BS Psychology/BA Biology, Lehigh University, 1974
PhD Neuroscience, University of Michigan, 1978
Postdoc: Section of Neurobiology and Behavior, Cornell University, 1979-1983
Walter Wilczynski was born in Trenton, N.J. He attended Lehigh University as an undergraduate, where his growing interest in the biological basis of behavior led him to pursue a joint Psychology/Biology major. Upon graduating he entered the newly formed interdepartmental Neuroscience doctoral program at the University of Michigan, where he completed his Ph.D. under the supervision of Dr. Glenn Northcutt. His postdoctoral work in the Section of Neurobiology and Behavior at Cornell University in the laboratory of Dr. Robert Capranica was supported by an NSF Postdoctoral Fellowship and a NIH National Research Service Award. Working at Cornell instilled an appreciation for an integrative, neuroethological approach to the study of brain-behavior relationships, which remains the foundation for his research into the neural and endocrine systems underlying animal communication and social behavior. Dr. Wilczynski started as an assistant professor of psychology at the University of Texas at Austin in 1983, maintaining joint appointments in the Department of Zoology’s Section of Neurobiology and Section of Integrative Biology. While at the University of Texas he helped form its Institute for Neuroscience and interdisciplinary neuroscience doctoral program. He came to Georgia State University in 2005 as a professor in the Psychology Department to be part of the Center for Behavioral Neuroscience and continues to be the CBN’s Co-director for Research. He was the first Director of GSU’s Neuroscience Institute upon its formation in 2008. Dr.

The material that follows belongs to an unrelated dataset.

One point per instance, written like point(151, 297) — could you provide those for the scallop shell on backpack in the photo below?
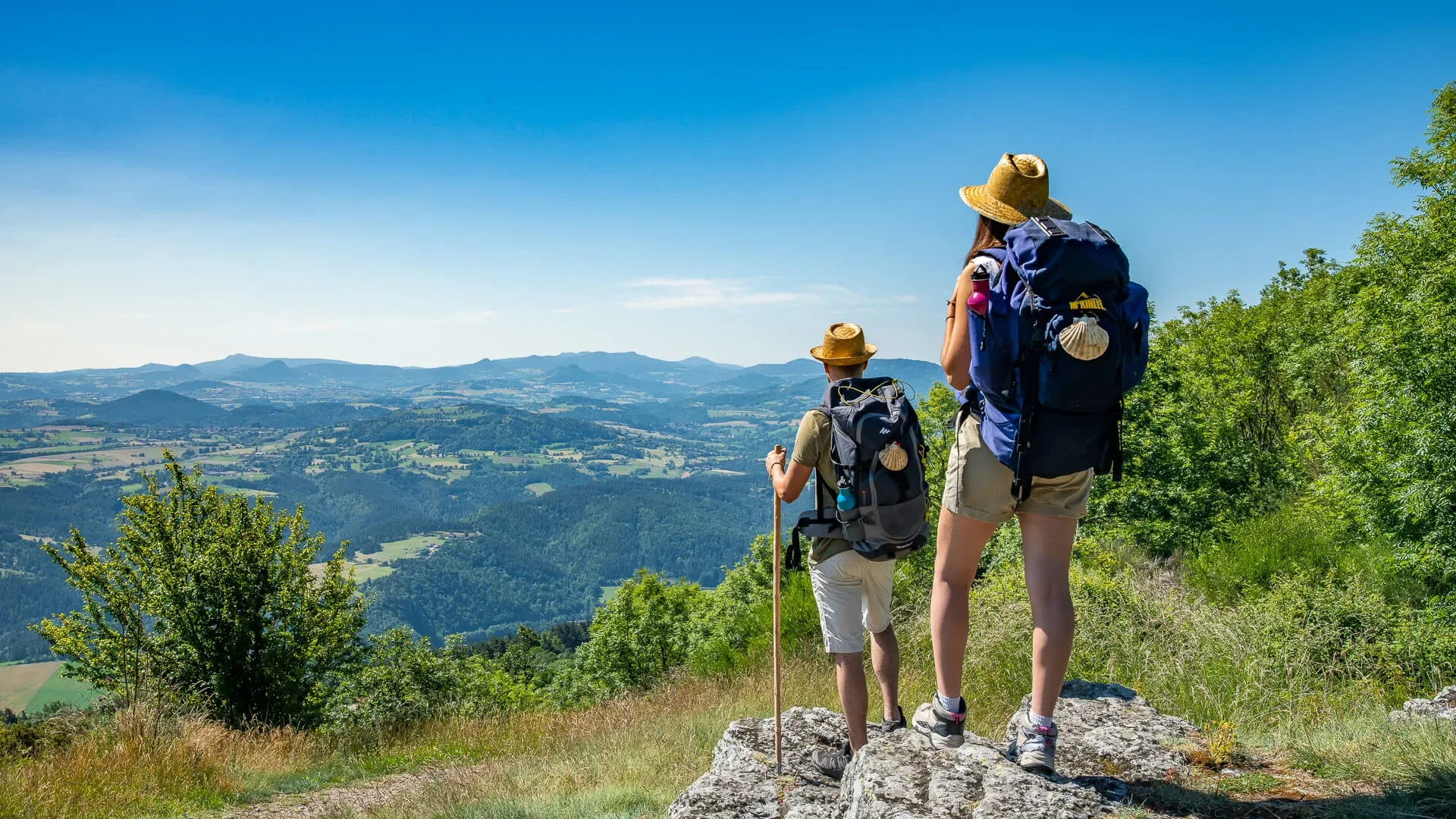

Wilczynski has held numerous service positions, including Program Director for Behavioral Neuroscience at the National Science Foundation and editor of the journal Brain, Behavior and Evolution, and currently serves as the Director for an NSF funded Research Coordination Network in the Genetics and Genomics of Social Behavior. He is the author of over 125 publications and has held numerous grants from the National Science Foundation and National Institutes of Health. His research continues to be multidisciplinary, using combinations of neuroanatomical, neuroendocrinological, neurophysiological, and behavioral techniques to gain a more complete understanding of the neural mechanisms underlying social behavior and its evolution.
1. Gall, M. D., and W. Wilczynski (2014) Prior experience with conspecific signals enhances auditory midbrain responsiveness to conspecific vocalizations. J. Exp. Biol., 217: 1977-1982.
2. Lutterschmidt, D. I., and W. Wilczynski (2012) Sexually dimorphic effects of melatonin on brain arginine vasotocin immunoreactivity in Green Treefrogs (Hyla cinerea). Brain Behav. Evol., 80:222–232.
3. Almli, L. M., and W. Wilczynski (2012) Socially modulated cell proliferation is independent of gonadal steroid hormones in the brain of the adult green treefrog (Hyla cinerea). Brain Behav. Evol., 79:170–180.
4. Wilczynski W., and M.J. Ryan (2010) The behavioral neuroscience of anuran social signal processing. Curr. Opin. Neurobiol, 20:754–763.
5. Miranda, J.A., and W. Wilczynski (2009) Sex differences and androgen influences on midbrain auditory thresholds in the green treefrog, Hyla cinerea. Hearing Res., 252: 79–88.